2. Which is stronger: AMIKIN or ACTRON?

Potency comparisons between AMIKIN and ACTRON depend on the specific clinical indication. These are agents from distinct pharmacological classes and are not directly interchangeable by dose. A physician or clinical pharmacist should guide any therapeutic switching decisions.

3. What is the standard dosing for AMIKIN vs ACTRON?

The standard adult dose of AMIKIN is: 15 mg/kg/day IV or IM divided every 8 to 12 hours; usual adult dose: 15 mg/kg/day. The standard adult dose of ACTRON is: Oral: 400 mg every 4-6 hours as needed for pain; maximum 1200 mg/day.. Dosing should always be individualized based on indication, renal and hepatic function, age, and other patient factors.

4. Can you take AMIKIN and ACTRON together?

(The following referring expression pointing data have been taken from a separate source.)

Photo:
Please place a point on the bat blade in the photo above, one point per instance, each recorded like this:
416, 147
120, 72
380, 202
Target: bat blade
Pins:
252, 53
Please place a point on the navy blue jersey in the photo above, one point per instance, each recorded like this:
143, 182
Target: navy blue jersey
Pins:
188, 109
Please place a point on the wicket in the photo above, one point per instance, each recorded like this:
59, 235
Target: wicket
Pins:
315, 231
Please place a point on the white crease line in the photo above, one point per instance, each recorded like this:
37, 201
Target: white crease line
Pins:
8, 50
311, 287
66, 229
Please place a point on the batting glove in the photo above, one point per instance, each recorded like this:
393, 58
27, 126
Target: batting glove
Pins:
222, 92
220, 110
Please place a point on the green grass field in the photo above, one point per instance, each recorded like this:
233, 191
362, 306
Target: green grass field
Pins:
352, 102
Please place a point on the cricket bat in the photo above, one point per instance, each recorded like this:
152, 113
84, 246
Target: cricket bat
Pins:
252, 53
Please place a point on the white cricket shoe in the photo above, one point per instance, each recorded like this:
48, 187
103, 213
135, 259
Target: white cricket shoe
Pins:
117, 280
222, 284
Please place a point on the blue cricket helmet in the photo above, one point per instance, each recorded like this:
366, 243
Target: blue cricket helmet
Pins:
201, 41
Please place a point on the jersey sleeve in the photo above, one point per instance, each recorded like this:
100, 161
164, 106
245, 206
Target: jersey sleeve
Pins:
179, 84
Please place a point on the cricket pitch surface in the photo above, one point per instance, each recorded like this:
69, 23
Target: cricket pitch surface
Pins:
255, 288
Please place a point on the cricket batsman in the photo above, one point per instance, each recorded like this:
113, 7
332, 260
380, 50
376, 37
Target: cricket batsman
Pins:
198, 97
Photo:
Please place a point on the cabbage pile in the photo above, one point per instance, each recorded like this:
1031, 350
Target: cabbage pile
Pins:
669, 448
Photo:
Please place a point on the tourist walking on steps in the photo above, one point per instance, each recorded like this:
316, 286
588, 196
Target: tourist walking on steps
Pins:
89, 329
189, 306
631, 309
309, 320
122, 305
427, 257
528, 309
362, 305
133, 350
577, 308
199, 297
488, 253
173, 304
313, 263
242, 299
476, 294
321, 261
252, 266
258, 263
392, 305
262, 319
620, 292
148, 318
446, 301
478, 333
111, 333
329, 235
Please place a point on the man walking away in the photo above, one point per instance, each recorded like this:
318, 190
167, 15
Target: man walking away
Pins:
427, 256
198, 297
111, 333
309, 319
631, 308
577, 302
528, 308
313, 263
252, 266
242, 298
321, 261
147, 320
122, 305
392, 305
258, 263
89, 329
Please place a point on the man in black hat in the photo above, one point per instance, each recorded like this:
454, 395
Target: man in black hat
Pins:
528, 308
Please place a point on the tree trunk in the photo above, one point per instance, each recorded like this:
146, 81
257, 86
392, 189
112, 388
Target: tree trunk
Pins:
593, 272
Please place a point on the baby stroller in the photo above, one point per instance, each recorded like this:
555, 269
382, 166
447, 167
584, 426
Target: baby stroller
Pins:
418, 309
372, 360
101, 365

No direct drug-drug interaction has been formally documented between AMIKIN and ACTRON in current clinical databases. However, individual patient risk factors including other medications, organ function, and comorbidities should always be evaluated by a qualified healthcare provider.

5. Are AMIKIN and ACTRON safe during pregnancy?

The maternal-fetal safety profiles differ. AMIKIN is classified as Category C. Amikacin is an aminoglycoside antibiotic. There are no adequate and well-controlled studies in pregnant women. Animal studies have shown evidence of fetal harm (e.g., nephrotoxicit. ACTRON is classified as Category C. First trimester: Based on animal studies and limited human data, possible increased risk of cardiovascular and neural tube defects. Second/third trimester: Risk of premature closur. Always consult a maternal-fetal medicine specialist before taking either drug during pregnancy or lactation.